This is spot on and completely staggering to think about. Yahoo was there with
all of the other big search engines. They HAD to have seen the landscape
changing, they HAD to know what their competitors were doing and starting to
diversify their portfolios and offerings.

And with all that information, what did they do? Nothing. they sat and watched
their competition lap them time and time again, diversify, introduce new
products, move to mobile, and create new technologies.
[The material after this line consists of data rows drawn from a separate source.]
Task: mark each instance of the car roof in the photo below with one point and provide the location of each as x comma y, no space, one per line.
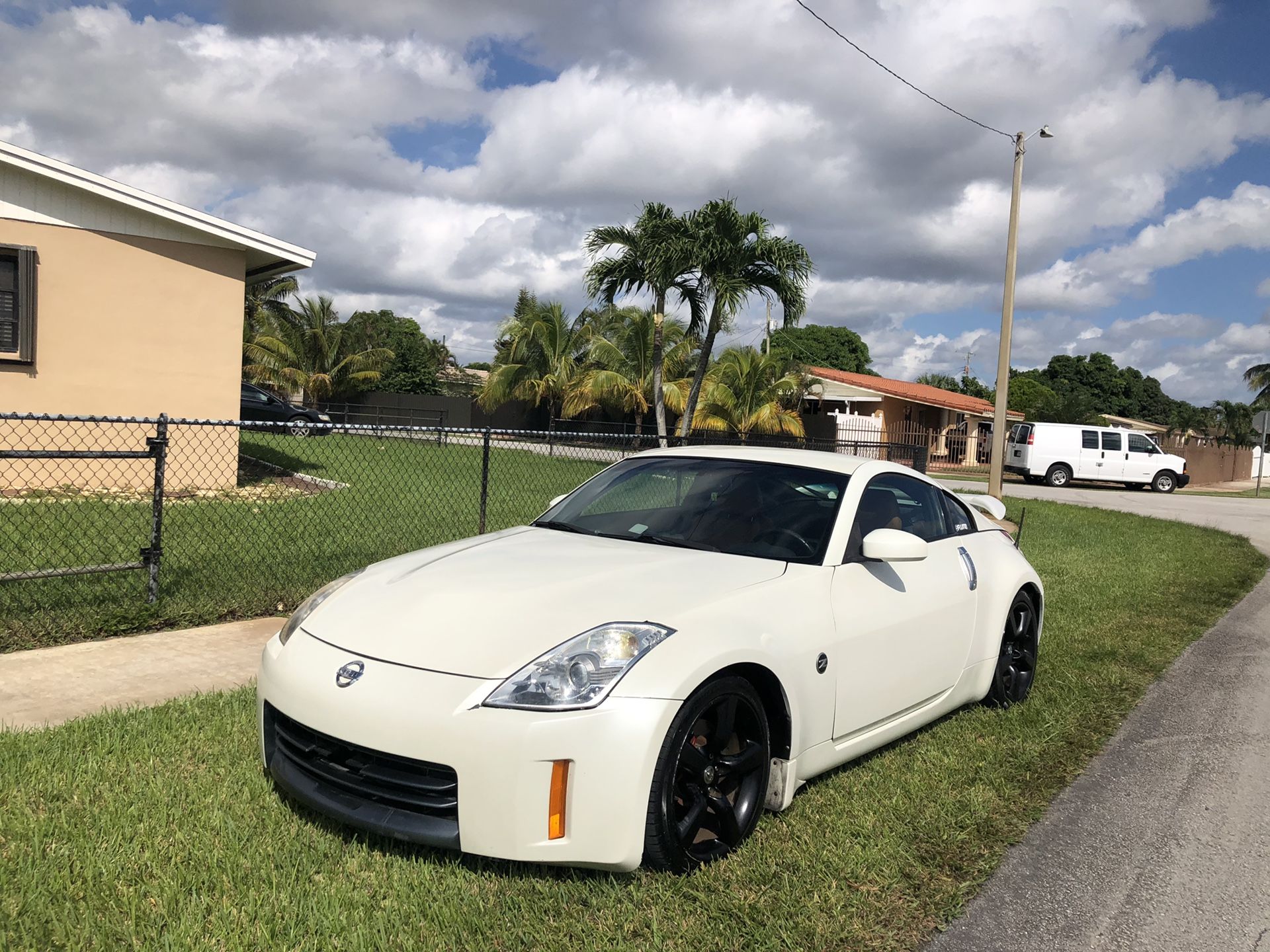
807,459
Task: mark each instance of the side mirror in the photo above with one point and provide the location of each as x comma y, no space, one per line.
893,546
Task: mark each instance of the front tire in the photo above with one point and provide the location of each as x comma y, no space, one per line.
1058,475
710,779
1016,659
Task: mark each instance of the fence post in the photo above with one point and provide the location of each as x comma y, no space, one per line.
484,480
153,555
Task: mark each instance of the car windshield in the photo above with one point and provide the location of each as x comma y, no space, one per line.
767,510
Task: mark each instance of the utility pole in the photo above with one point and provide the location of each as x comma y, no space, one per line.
997,461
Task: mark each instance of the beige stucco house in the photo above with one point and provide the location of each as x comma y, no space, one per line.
118,302
955,428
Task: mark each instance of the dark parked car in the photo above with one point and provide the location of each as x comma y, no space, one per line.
259,405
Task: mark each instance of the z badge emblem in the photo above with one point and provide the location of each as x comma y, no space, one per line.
349,673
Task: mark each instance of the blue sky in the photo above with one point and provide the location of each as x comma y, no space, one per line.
439,157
I am completely mystified to how this could happen at such a huge company with
some very smart people working there. It's as if this was some grand pump and
dump scheme for a group of investors. It's like they _wanted_ it to fail.

------
spriggan3
Yahoo had all the products needed to be relevant again. What was needed is
deep integration between these products. For instance, using Pipes in Yahoo
Mail to create a custom Flickr feed. That's service integration. How about
updating Groups UX/UI ? this product is obviously useful why does it look like
it was made in 2000 ? Or is there so much technical debt that one cannot touch
any code without having to rewrite everything at Yahoo ?

------
distances
Was Yahoo ever big outside of the US? For me it's always been some invisible,
but persisting, corner of the Internet. Admittedly I've used some of the
services they have acquired (like Flickr and RocketMail), but none of the core
products I think.

Search was dominated by AltaVista up until Google, and for news and website
index services I would have used local papers and link collections. I don't
really even know what else was in their offering.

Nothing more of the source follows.